3.      Im "Marketing der Zukunft" wird Design nicht als Formgebung im Produkt-Mix, sondern als Möglichkeit der Strukturierung von Bewußtseins- und Lebensstilen im Kommunikations-Mix an Bedeutung gewinnen. 

Die Frage, ob Design ein Erfolgsfaktor für Marketing ist, ist einfach zu beantworten: selbstverständlich. 

Design ist bereits heute ein beachtlicher Wirtschaftsfaktor und ein Schlüssel zum wirtschaftlichen Erfolg - wenn auch nicht in Österreich. Hierzulande ist Design-Politik durch ein "hartnäckiges Negieren der professionellen Realität" charakterisiert , wie Manfred Wagner kritisch angemerkt hat. Die vorhandenen Mittel werden (nach dem Motto "divide et impera") auf eine Vielzahl unkoordinierter Projekte und konkurrierender Projektwerber aufgeteilt. Perspektiven und langfristige Ziele fehlen. 

Daher ist es in Österreich auch nahezu unbemerkt geblieben, daß das Europäische Parlament bereits Anfang 1994 eine umfassende Design-Initiative gestartet hat. Mit der Begründung, daß die wichtigsten Industrienationen, mit denen die Europäische Union im Wettbewerb steht, über eine "umfassende und sorgfältig organisierte Design-Strategie verfügen". 

Das MITI (Ministry of International Trade and Industry) erklärte das Jahr 1989 zum "Design Year" zur Schaffung eines globalen "japanischen Markenzeichens". Im Rahmen dieser weltweiten Marketing-Aktion wurden 80 Millionen US-Dollar investiert und ein "National Design Day" geschaffen, der jeweils am 1. Oktober d.J. stattfindet. Darüber hinaus wurden internationale Design-Zentren in Tokio, Osaka und Nagoya errichtet. 

Die "asiatischen Tigerländer" Südkorea, Hongkong, Taiwan und Singapur haben sich der japanischen Design-Initiative angeschlossen und gleichfalls nationale Design-Strategien für international verbesserte Marktchancen entwickelt. Das Design-Promotion-Center in Taipei wird mit einem Fünf-Jahres-Budget in Höhe von 125 Millionen US-Dollar gefördert. 

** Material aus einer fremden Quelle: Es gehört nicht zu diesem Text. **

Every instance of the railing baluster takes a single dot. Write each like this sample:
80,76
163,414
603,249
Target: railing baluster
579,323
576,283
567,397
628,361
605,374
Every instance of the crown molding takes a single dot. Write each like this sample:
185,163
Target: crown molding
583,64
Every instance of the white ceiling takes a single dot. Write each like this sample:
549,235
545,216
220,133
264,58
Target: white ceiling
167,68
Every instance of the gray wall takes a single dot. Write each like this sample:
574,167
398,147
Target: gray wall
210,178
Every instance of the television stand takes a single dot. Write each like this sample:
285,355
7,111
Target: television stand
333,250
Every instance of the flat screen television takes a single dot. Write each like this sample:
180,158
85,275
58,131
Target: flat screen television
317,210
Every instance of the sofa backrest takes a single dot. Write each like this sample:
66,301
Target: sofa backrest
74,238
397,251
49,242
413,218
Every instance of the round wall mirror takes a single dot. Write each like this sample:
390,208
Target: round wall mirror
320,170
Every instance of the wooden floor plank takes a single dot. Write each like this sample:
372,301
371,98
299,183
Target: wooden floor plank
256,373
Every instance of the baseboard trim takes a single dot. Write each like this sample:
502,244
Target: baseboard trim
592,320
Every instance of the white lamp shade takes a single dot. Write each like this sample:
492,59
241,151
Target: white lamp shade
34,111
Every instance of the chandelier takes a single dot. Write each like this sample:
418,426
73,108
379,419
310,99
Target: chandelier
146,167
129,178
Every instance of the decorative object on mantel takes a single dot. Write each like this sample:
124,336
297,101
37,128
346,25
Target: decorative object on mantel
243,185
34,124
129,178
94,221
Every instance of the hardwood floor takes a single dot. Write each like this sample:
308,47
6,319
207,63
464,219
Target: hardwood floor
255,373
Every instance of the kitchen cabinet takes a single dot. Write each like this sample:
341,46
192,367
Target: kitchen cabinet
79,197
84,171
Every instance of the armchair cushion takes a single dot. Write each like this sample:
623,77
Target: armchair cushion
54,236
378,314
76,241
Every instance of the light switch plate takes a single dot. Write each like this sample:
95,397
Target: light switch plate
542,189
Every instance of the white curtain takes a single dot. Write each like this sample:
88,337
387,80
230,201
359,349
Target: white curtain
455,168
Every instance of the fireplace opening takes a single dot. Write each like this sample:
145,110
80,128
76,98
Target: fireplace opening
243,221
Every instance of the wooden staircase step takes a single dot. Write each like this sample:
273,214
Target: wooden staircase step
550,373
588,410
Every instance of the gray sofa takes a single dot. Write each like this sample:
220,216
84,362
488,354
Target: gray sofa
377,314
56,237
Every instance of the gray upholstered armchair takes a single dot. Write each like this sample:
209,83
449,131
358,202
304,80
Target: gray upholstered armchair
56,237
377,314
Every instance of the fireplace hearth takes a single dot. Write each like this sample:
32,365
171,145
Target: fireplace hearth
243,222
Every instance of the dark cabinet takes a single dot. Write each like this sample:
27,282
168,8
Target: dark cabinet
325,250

In der spanischen Provinz Katalonien, nach Fläche und Einwohnerzahl durchaus mit Österreich vergleichbar, unterstützt das hochdotierte "Barcelona Centre de Disseny" kleine und mittelständische Unternehmen und realisiert multilaterale Projekte, die im Rahmen von Programmen der Europäischen Union massiv gefördert werden. Dazu hat die spanische Zentralregierung ein ambitioniertes Design-Programm beschlossen, das für den Zeitraum von vier Jahren mit 16 Milliarden Pesetas ausgestattet ist. 

Ähnliche Programme wurden in der Schweiz verwirklicht, wo nach japanischem Vorbild ein "Design-Saturday" und ein "Design-Valley" geschaffen wurden. 

In Dänemark, das in der Tradition des skandinavischen Designs steht, wird Kopenhagen 1996 die Europäische Kulturhauptstadt sein - mit dem Thema "European Design - Design as Identity". 

Es kommt nicht von ungefähr, daß es vor allem kleine Länder und Regionen sind, die sich für dieses Thema engagieren. Gerade kleine Länder brauchen größere Perspektiven. Daraus läßt sich ableiten, daß es Zielsetzung und gleichzeitig Begründung einer modernen Design-Politik sein muß, zeitgemäße Vorstellungen von der eigenen Stärke und Leistungsfähigkeit zu kommunizieren. Das ist eine Marketing-Aufgabe, an der Designer maßgeblich Anteil nehmen sollten. 

Die Design-Branche ist auch ein beachtlicher volkswirtschaftlicher Faktor: im Jahr 1994 wurden in Europa 8,2 Milliarden Ecu an Tantiemen und Honoraren für Design aufgewendet. Allein in Großbritannien erwirtschafteten Designer rund 7 Milliarden DM. 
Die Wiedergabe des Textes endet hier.